For you, this means: Do not invest your valuable resources in problems that others have already solved. A specialised warehouse system that fits your niche exactly, combined with a specialised CRM, is often more powerful than a gigantic ERP suite that can do a little bit of everything, but nothing properly.
Your Way Out of Dependency: From Passenger to Driver
Perhaps you are thinking: "That sounds logical, but the implementation seems enormous. We aren't a software house, after all."
That is a valid thought. However, the far greater danger today lies in misguided urgency. We call this the "HR Trap": many companies recognise the problem, panic, and hire expensive developers, but lack a clear architectural vision. The result is often that they simply rebuild the chaos of the old ERP system using modern code.
Therefore, it requires fewer "hands that type" and more "heads that structure". It requires the ability to make technological decisions through an entrepreneurial lens again, rather than an IT procurement lens.
Conclusion: It is Time for Digital Maturity
The stories of Tesla, Sixt, or HelloFresh are not tales of unlimited budgets. They are tales of courage and clarity.
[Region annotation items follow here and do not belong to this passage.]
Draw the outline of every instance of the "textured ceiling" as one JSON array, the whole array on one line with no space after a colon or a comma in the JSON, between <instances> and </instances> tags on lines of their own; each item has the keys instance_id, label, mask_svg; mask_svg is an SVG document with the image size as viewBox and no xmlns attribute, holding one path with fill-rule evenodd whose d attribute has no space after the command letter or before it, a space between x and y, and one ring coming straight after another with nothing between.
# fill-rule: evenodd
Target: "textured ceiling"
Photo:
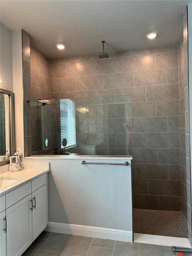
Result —
<instances>
[{"instance_id":1,"label":"textured ceiling","mask_svg":"<svg viewBox=\"0 0 192 256\"><path fill-rule=\"evenodd\" d=\"M188 1L12 1L0 2L1 22L22 29L50 58L177 44ZM154 40L146 35L155 31ZM66 45L57 49L59 43Z\"/></svg>"}]
</instances>

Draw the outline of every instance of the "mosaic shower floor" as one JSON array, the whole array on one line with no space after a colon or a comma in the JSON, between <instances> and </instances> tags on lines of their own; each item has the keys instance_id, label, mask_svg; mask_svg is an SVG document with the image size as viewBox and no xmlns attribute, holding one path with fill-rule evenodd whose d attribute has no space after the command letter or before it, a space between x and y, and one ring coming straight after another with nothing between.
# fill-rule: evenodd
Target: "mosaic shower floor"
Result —
<instances>
[{"instance_id":1,"label":"mosaic shower floor","mask_svg":"<svg viewBox=\"0 0 192 256\"><path fill-rule=\"evenodd\" d=\"M134 233L188 237L187 222L182 212L134 209Z\"/></svg>"}]
</instances>

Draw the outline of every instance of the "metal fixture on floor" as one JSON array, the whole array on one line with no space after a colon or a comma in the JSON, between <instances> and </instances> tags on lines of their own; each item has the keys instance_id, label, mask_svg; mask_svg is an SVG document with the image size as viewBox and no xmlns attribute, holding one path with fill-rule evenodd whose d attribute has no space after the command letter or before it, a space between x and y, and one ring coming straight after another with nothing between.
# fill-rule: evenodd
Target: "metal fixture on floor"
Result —
<instances>
[{"instance_id":1,"label":"metal fixture on floor","mask_svg":"<svg viewBox=\"0 0 192 256\"><path fill-rule=\"evenodd\" d=\"M105 41L102 41L101 43L103 43L103 53L99 53L98 54L98 56L100 59L109 58L108 53L104 53L104 43L105 43Z\"/></svg>"},{"instance_id":2,"label":"metal fixture on floor","mask_svg":"<svg viewBox=\"0 0 192 256\"><path fill-rule=\"evenodd\" d=\"M176 247L172 246L172 250L174 255L177 256L191 256L192 248L186 248L184 247Z\"/></svg>"},{"instance_id":3,"label":"metal fixture on floor","mask_svg":"<svg viewBox=\"0 0 192 256\"><path fill-rule=\"evenodd\" d=\"M126 161L124 164L116 164L110 163L86 163L84 160L81 162L82 164L112 164L113 165L128 165L129 163Z\"/></svg>"}]
</instances>

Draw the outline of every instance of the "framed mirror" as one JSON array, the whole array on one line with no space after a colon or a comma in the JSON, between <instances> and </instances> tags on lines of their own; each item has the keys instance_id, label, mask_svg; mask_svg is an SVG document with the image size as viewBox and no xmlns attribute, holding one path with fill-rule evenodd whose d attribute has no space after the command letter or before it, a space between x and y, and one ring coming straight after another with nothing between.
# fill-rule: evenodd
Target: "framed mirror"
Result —
<instances>
[{"instance_id":1,"label":"framed mirror","mask_svg":"<svg viewBox=\"0 0 192 256\"><path fill-rule=\"evenodd\" d=\"M0 166L9 163L15 150L13 93L0 88Z\"/></svg>"}]
</instances>

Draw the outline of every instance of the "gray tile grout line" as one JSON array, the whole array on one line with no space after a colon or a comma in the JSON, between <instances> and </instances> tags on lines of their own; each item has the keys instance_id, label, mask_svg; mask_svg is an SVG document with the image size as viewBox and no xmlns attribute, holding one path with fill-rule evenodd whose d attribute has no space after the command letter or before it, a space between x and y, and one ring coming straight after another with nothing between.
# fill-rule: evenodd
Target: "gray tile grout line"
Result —
<instances>
[{"instance_id":1,"label":"gray tile grout line","mask_svg":"<svg viewBox=\"0 0 192 256\"><path fill-rule=\"evenodd\" d=\"M94 238L94 237L93 238ZM113 249L112 249L112 248L107 248L107 247L100 247L99 246L94 246L93 245L91 245L91 244L90 247L94 247L96 248L103 248L104 249L109 249L110 250L113 250Z\"/></svg>"},{"instance_id":2,"label":"gray tile grout line","mask_svg":"<svg viewBox=\"0 0 192 256\"><path fill-rule=\"evenodd\" d=\"M70 239L69 239L69 241L68 241L68 243L67 243L67 244L66 245L65 245L65 246L64 248L64 249L63 249L63 251L62 251L62 252L61 253L61 254L62 254L62 253L63 252L63 251L64 251L64 250L65 249L65 248L66 248L66 247L67 247L67 245L68 245L68 244L69 243L69 241L70 241L70 239L71 239L71 238L72 238L72 237L73 237L73 235L71 235L71 237L70 238Z\"/></svg>"},{"instance_id":3,"label":"gray tile grout line","mask_svg":"<svg viewBox=\"0 0 192 256\"><path fill-rule=\"evenodd\" d=\"M36 253L35 253L35 254L34 255L34 256L35 256L35 255L37 254L37 253L38 252L38 251L39 251L39 250L41 248L41 247L42 247L42 246L43 246L43 245L45 243L45 242L46 242L46 241L47 241L47 240L48 240L48 239L50 237L50 236L51 236L52 235L52 234L53 233L53 232L51 232L51 234L50 234L50 236L49 236L49 237L48 237L47 238L47 239L45 239L45 241L44 242L44 243L43 243L43 244L42 245L41 245L41 246L40 247L40 248L39 248L39 250L38 250L38 251ZM36 238L36 239L37 239L37 238ZM36 240L36 239L35 239L35 240ZM44 239L42 239L42 240L44 240Z\"/></svg>"},{"instance_id":4,"label":"gray tile grout line","mask_svg":"<svg viewBox=\"0 0 192 256\"><path fill-rule=\"evenodd\" d=\"M113 256L113 253L114 253L114 249L115 249L115 243L116 242L116 240L115 240L115 242L114 243L114 246L113 246L113 253L112 254L112 256Z\"/></svg>"},{"instance_id":5,"label":"gray tile grout line","mask_svg":"<svg viewBox=\"0 0 192 256\"><path fill-rule=\"evenodd\" d=\"M91 247L91 244L92 244L92 242L93 242L93 238L94 238L94 237L93 237L93 239L92 239L92 241L91 241L91 243L90 244L90 246L89 246L89 248L88 248L88 251L87 251L87 254L86 254L86 256L87 256L87 254L88 254L88 251L89 251L89 249L90 249L90 247Z\"/></svg>"}]
</instances>

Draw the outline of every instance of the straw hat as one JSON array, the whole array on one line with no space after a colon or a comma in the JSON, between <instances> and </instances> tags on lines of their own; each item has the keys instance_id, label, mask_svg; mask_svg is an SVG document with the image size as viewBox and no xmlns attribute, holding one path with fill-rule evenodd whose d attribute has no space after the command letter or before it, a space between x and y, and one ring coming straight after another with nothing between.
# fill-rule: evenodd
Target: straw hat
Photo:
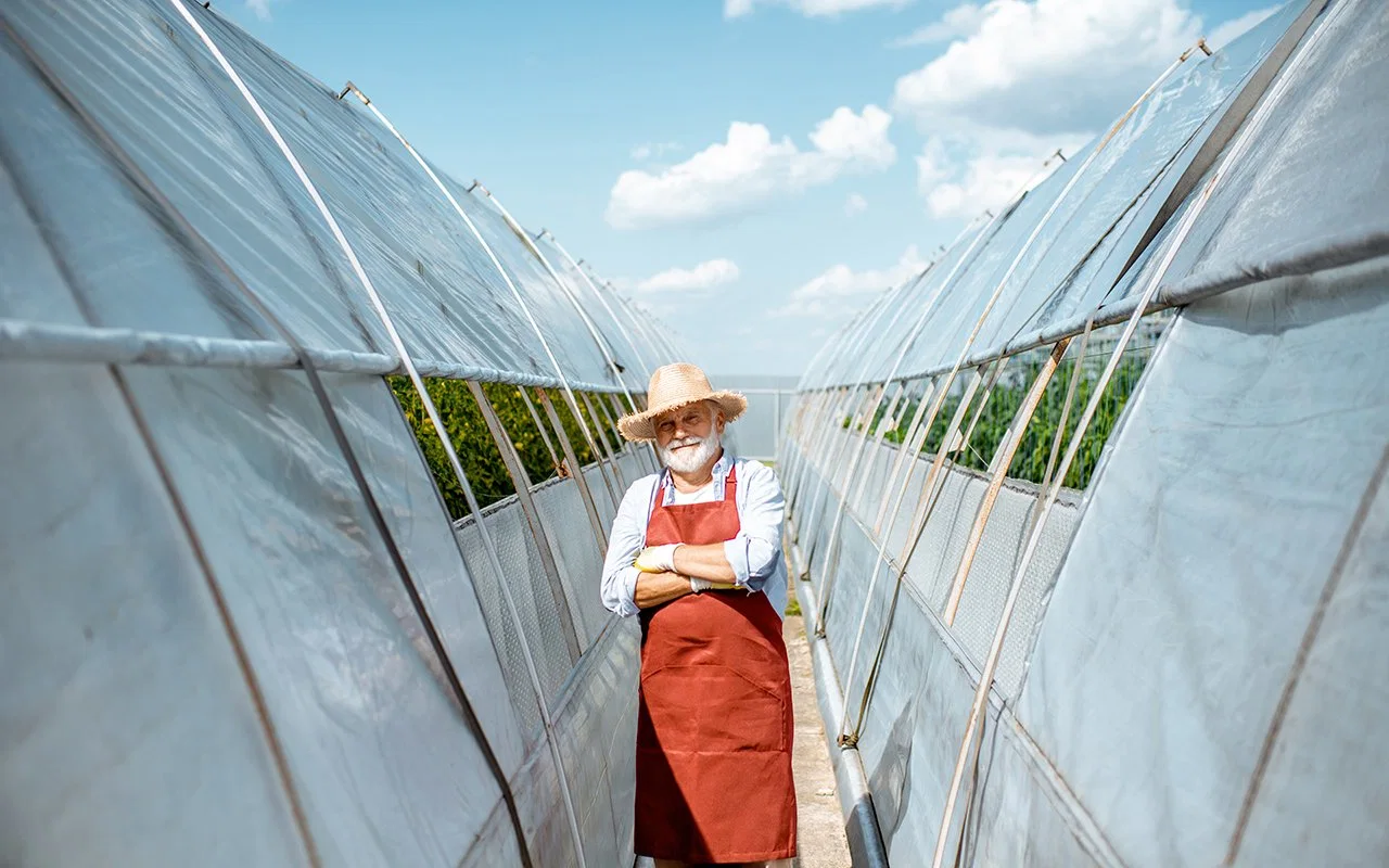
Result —
<instances>
[{"instance_id":1,"label":"straw hat","mask_svg":"<svg viewBox=\"0 0 1389 868\"><path fill-rule=\"evenodd\" d=\"M660 367L651 374L651 385L646 387L647 410L622 417L617 421L617 429L628 440L654 440L657 417L699 401L715 401L729 422L747 410L746 397L736 392L714 392L703 371L679 362Z\"/></svg>"}]
</instances>

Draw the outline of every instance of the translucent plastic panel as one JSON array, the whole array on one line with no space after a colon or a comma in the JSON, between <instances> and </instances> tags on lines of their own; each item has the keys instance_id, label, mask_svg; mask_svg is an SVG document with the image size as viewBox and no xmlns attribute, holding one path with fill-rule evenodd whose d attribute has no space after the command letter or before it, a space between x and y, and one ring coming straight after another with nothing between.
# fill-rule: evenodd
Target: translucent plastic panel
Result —
<instances>
[{"instance_id":1,"label":"translucent plastic panel","mask_svg":"<svg viewBox=\"0 0 1389 868\"><path fill-rule=\"evenodd\" d=\"M104 368L6 362L0 862L308 865L197 550Z\"/></svg>"},{"instance_id":2,"label":"translucent plastic panel","mask_svg":"<svg viewBox=\"0 0 1389 868\"><path fill-rule=\"evenodd\" d=\"M83 108L224 260L313 346L379 346L354 322L336 249L307 236L299 182L264 136L190 62L160 6L15 4L10 21ZM13 56L11 49L11 56ZM196 51L193 51L196 56ZM0 61L6 62L6 61ZM17 107L0 128L11 171L54 237L97 325L218 337L274 335L244 297L172 232L69 110L25 75L0 75ZM217 81L217 79L211 79ZM238 97L239 99L239 97ZM22 107L22 108L19 108ZM317 214L311 225L321 225ZM331 239L328 240L331 244Z\"/></svg>"},{"instance_id":3,"label":"translucent plastic panel","mask_svg":"<svg viewBox=\"0 0 1389 868\"><path fill-rule=\"evenodd\" d=\"M324 861L460 860L497 785L304 375L126 376L261 679Z\"/></svg>"},{"instance_id":4,"label":"translucent plastic panel","mask_svg":"<svg viewBox=\"0 0 1389 868\"><path fill-rule=\"evenodd\" d=\"M1382 261L1193 304L1111 440L1020 717L1131 864L1225 856L1385 447L1386 329ZM1363 718L1338 719L1300 743L1306 762L1357 750ZM1310 839L1342 824L1318 806Z\"/></svg>"}]
</instances>

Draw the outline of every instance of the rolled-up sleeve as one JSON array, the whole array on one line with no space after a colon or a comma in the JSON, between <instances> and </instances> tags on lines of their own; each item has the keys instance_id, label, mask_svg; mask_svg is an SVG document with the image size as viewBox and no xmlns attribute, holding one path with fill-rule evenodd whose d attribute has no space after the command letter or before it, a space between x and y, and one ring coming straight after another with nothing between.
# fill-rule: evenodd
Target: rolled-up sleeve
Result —
<instances>
[{"instance_id":1,"label":"rolled-up sleeve","mask_svg":"<svg viewBox=\"0 0 1389 868\"><path fill-rule=\"evenodd\" d=\"M643 476L632 483L622 497L608 535L608 551L603 560L603 607L624 618L640 610L633 600L636 594L636 567L632 561L646 544L647 511L657 476Z\"/></svg>"},{"instance_id":2,"label":"rolled-up sleeve","mask_svg":"<svg viewBox=\"0 0 1389 868\"><path fill-rule=\"evenodd\" d=\"M751 590L763 583L781 562L782 517L786 500L770 467L745 461L738 468L738 536L724 543L724 557L733 568L735 582Z\"/></svg>"}]
</instances>

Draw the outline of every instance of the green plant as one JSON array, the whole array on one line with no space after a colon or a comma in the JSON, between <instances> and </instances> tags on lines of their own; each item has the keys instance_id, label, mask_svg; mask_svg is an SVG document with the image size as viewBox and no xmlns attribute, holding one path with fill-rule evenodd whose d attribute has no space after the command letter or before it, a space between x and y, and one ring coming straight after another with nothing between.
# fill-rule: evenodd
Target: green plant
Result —
<instances>
[{"instance_id":1,"label":"green plant","mask_svg":"<svg viewBox=\"0 0 1389 868\"><path fill-rule=\"evenodd\" d=\"M425 464L429 465L429 472L433 475L435 483L439 486L439 493L443 496L449 515L454 521L464 518L468 515L468 501L463 494L463 486L458 485L453 467L449 464L443 443L439 442L433 425L425 412L424 401L419 400L408 378L388 376L386 382L390 385L390 390L394 393L396 403L400 406L406 421L415 432L419 450L424 454ZM458 454L458 462L468 476L468 483L478 499L478 506L488 507L514 494L515 485L511 481L511 474L507 471L506 462L501 460L501 450L497 449L496 442L492 439L492 432L488 429L486 419L476 400L474 400L468 383L457 379L426 379L425 389L429 392L435 407L439 408L439 417L443 419L444 431L449 432L449 440ZM564 456L544 407L540 404L539 397L535 397L535 390L531 392L532 403L535 404L540 424L544 426L543 433L536 428L535 417L532 417L517 386L482 383L482 392L496 411L507 439L515 447L529 481L536 483L554 476L558 468L554 465L550 447L546 446L546 436L549 436L554 450L560 453L558 458L563 460ZM560 417L560 424L564 426L569 443L574 444L575 457L579 460L579 464L590 464L593 461L593 451L589 449L583 432L569 411L564 393L547 390L546 396L554 403L556 414ZM579 397L579 407L589 425L603 424L601 418L597 421L588 418L588 410L583 407L582 397Z\"/></svg>"}]
</instances>

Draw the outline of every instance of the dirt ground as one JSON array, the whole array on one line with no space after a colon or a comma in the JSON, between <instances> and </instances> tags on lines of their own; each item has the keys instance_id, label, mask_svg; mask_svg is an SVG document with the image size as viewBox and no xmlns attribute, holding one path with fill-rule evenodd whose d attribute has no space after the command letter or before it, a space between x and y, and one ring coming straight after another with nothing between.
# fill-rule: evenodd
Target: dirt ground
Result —
<instances>
[{"instance_id":1,"label":"dirt ground","mask_svg":"<svg viewBox=\"0 0 1389 868\"><path fill-rule=\"evenodd\" d=\"M795 581L792 581L795 585ZM795 587L792 587L795 593ZM796 611L792 607L792 611ZM788 615L782 625L790 657L792 703L796 708L796 744L792 768L796 775L796 807L800 833L800 868L849 868L845 819L839 812L835 771L825 747L825 732L815 704L815 674L800 615Z\"/></svg>"}]
</instances>

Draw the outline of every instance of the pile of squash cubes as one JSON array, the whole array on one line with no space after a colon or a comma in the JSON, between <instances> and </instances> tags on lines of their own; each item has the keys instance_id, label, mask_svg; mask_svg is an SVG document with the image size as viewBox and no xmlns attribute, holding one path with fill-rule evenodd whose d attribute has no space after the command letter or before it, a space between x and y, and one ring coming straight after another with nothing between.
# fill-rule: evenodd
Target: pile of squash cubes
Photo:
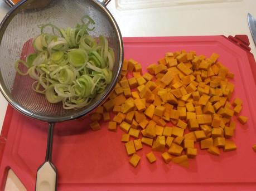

These companies understood that in the 21st century, technology can no longer be separated from business.
For you as a decision-maker in a mid-sized business, this is good news: You do not have to build everything yourself. But you must become the architect of your own house again, rather than just a tenant in someone else's software.
Separate what everyone has (Commodity) from what only you can do (Core). Defend your differentiation. And do not let anyone tell you that standardisation is always the safest solution. Sometimes, it is the greatest risk.
Your first step? An honest thought experiment.
Imagine you had to found your company again today on a "greenfield site". With your current knowledge, but without any technological legacy issues.
Would you buy proven standard software for your accounting and payroll? Probably, yes. Because here, you want security and efficiency.
But for your decisive competitive advantage—your specialised manufacturing, your complex logistics, or your unique service—would you buy a standard solution again and then spend years paying to have it customised? Or would you have this core process digitally mapped today exactly as is best for your business?